Здесь и остановился писательский возраст Набокова. Должно быть, повлияла и атмосфера американского кампуса с ее как-никак несколько насильственной моложавостью и стерильной бодростью.
Виртуозные, но уже привычные трюки поздних набоковских романов приводят читателя со стажем в состояние некоторой меланхолии. Только великолепный, великий дар пересмешника не тускнеет. Юмор Набокова поразителен. Его можно было бы назвать черным, но этому мешает невероятное изящество и - добродушие, что ли. А точнее, чернота приобретает здесь вовсе не свойственную этому цвету прозрачность. И уже почти неразличимые атомы иронии вошли в общий состав языка Набокова, особым образом тонировали его.
Вот этот тон по крайней мере четверть века растворяется в нашей словесности, угрожая стать просто унифицированным «хорошим тоном» эссеистики. Но пока ничего не выходит, интонация не теряет личной окраски.
Некоторых, я знаю, стиль Набокова раздражает. Их, в общем, можно понять. Его сравнения иногда слишком густо смазаны («из жирных луж в шоколадных колеях»). Его описания все же статичны, часто самодостаточны. В конце концов, может вызвать раздражение даже та ловкость и оборотистость, с которой он строит фразу. Не все любят такие фразы — щегольские, до блеска надраенные. (Женя Харитонов, например, не любил, просто не терпел. Он любил Добычина.)
Я-то как раз люблю, но сейчас пытаюсь от подобной (неловко заимствованной) ловкости избавляться. Уши, вероятно, все еще торчат. Немудрено. Довольно рано прочитав все лучшее, что написано Набоковым, я буквально задохнулся от восторга и лет десять не мог этот восторг выдохнуть.
Еще я благодарен ему за точные, вполне узнаваемые описания некоторых состояний, которые прежде казались мне личным уродством. Описание сплошной, проходящей как будто сквозь каждый атом тела судороги — «болезненного беспокойства, нестерпимого нарастания мышечного чувства, когда приходится то и дело переменять положение своих конечностей». («Память, говори»). Лихорадка трогает сухожилья, паутинка бегает по лицу.

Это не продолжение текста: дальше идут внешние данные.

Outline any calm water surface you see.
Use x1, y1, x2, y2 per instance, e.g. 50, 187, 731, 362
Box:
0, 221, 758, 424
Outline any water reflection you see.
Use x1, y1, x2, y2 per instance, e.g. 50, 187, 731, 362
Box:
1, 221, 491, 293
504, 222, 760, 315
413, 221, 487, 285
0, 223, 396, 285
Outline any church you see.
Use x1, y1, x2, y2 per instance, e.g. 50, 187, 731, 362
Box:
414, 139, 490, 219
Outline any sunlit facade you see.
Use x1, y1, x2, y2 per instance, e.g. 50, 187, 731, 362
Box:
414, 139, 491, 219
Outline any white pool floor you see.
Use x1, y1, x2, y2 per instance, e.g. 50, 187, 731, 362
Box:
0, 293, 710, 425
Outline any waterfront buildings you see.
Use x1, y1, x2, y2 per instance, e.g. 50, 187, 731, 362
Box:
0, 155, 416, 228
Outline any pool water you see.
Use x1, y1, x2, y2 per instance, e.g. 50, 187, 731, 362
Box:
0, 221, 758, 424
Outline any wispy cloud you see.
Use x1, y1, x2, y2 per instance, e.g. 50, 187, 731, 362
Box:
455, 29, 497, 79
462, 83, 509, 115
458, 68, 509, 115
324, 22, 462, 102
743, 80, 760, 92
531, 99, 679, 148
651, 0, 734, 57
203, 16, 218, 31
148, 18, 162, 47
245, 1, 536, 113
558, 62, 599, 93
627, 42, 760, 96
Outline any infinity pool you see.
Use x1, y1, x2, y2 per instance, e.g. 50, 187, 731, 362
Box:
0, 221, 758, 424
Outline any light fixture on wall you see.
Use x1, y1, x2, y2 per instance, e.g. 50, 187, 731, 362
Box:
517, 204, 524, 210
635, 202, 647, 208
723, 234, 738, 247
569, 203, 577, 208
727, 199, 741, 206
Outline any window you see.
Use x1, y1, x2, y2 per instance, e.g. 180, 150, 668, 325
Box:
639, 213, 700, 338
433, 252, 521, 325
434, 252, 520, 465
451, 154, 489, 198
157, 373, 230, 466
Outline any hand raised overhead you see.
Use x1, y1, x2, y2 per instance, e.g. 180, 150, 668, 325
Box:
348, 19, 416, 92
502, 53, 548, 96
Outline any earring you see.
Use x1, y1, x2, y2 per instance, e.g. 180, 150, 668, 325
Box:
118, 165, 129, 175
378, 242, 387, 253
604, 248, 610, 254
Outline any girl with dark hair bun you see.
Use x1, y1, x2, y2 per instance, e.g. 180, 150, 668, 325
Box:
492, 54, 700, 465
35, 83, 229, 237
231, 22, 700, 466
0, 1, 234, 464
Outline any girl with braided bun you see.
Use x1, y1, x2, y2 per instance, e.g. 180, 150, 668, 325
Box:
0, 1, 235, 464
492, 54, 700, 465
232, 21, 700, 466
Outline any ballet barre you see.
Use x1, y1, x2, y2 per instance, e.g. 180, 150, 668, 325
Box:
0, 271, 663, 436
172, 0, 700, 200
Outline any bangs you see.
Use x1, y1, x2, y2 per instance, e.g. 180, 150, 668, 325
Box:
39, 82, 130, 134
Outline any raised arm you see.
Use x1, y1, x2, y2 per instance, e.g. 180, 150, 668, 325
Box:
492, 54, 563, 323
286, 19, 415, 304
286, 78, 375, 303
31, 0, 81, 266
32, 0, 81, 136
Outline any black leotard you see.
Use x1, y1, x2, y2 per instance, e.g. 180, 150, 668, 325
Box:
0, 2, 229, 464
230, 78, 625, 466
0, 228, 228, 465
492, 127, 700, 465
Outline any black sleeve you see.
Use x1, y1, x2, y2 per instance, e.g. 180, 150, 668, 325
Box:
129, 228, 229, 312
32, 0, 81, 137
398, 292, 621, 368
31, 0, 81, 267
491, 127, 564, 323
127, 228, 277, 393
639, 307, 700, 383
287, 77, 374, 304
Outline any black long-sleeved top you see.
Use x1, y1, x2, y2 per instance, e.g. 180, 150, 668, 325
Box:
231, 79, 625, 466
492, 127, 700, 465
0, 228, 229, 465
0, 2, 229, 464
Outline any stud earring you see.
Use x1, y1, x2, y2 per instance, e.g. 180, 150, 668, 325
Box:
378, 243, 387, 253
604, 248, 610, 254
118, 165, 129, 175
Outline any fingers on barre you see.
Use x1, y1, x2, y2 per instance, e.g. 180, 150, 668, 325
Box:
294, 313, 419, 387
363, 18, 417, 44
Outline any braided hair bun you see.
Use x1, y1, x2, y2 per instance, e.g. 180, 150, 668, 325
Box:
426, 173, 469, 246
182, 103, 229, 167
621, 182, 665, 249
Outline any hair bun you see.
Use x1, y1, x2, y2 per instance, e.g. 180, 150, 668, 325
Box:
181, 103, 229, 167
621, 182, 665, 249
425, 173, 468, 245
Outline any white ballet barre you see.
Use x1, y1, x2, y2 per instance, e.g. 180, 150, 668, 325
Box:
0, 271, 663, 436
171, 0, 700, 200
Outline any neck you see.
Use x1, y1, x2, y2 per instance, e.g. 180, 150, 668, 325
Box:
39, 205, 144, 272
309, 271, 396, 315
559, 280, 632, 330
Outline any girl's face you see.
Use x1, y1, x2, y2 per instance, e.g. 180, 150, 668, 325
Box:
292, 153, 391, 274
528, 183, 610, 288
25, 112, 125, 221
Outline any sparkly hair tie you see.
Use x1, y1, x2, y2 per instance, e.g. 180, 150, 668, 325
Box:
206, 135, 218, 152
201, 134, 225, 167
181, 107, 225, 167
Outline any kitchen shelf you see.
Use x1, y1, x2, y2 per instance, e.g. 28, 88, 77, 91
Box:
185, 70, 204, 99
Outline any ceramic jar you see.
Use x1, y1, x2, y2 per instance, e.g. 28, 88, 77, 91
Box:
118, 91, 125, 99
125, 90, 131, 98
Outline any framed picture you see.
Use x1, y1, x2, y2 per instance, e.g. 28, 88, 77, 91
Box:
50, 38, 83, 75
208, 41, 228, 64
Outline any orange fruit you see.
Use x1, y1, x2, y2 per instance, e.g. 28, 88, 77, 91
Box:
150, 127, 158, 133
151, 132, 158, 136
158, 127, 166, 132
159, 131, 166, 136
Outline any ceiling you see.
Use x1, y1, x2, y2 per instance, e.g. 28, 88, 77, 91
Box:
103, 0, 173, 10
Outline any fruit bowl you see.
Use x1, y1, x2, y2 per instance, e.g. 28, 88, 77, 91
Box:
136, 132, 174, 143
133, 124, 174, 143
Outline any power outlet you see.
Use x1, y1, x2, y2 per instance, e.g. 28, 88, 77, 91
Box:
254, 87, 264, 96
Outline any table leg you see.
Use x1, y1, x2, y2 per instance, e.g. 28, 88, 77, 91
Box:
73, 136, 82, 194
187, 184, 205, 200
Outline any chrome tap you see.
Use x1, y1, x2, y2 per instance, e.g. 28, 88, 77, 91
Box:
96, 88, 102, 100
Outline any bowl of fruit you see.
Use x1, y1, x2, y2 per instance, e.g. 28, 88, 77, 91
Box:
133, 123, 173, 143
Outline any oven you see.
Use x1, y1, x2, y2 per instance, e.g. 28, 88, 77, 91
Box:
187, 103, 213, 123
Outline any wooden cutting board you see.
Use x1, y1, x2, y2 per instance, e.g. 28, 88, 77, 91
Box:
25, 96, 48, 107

Индивидуальной и вполне неблаговидной аномалией я полагал и какое-то расслоение восприятия, в котором обнаруживались вдруг замкнутые и не доступные контролю отсеки. Иными словами - разделение восприятия на элитарное и массовое. Какой-то фон, какой-то второй голос, который обычно не осознается, - как некоторые не слышат включенное радио. Если же внезапно переключить внимание на эту вторую программу, обнаружишь, что там или исполняют популярные песни, или (вот интересно) идет дополнительный монолог и совсем не от твоего лица. Успеваешь ухватить кусочек: «креветки, креветки… чай с картошкой… кошелка с помидорами… не хочу ложиться». Говорит это какая-то баба с помидорным лицом, отчасти она и есть кошелка с помидорами. А вот «не хочу ложиться» — это уже я.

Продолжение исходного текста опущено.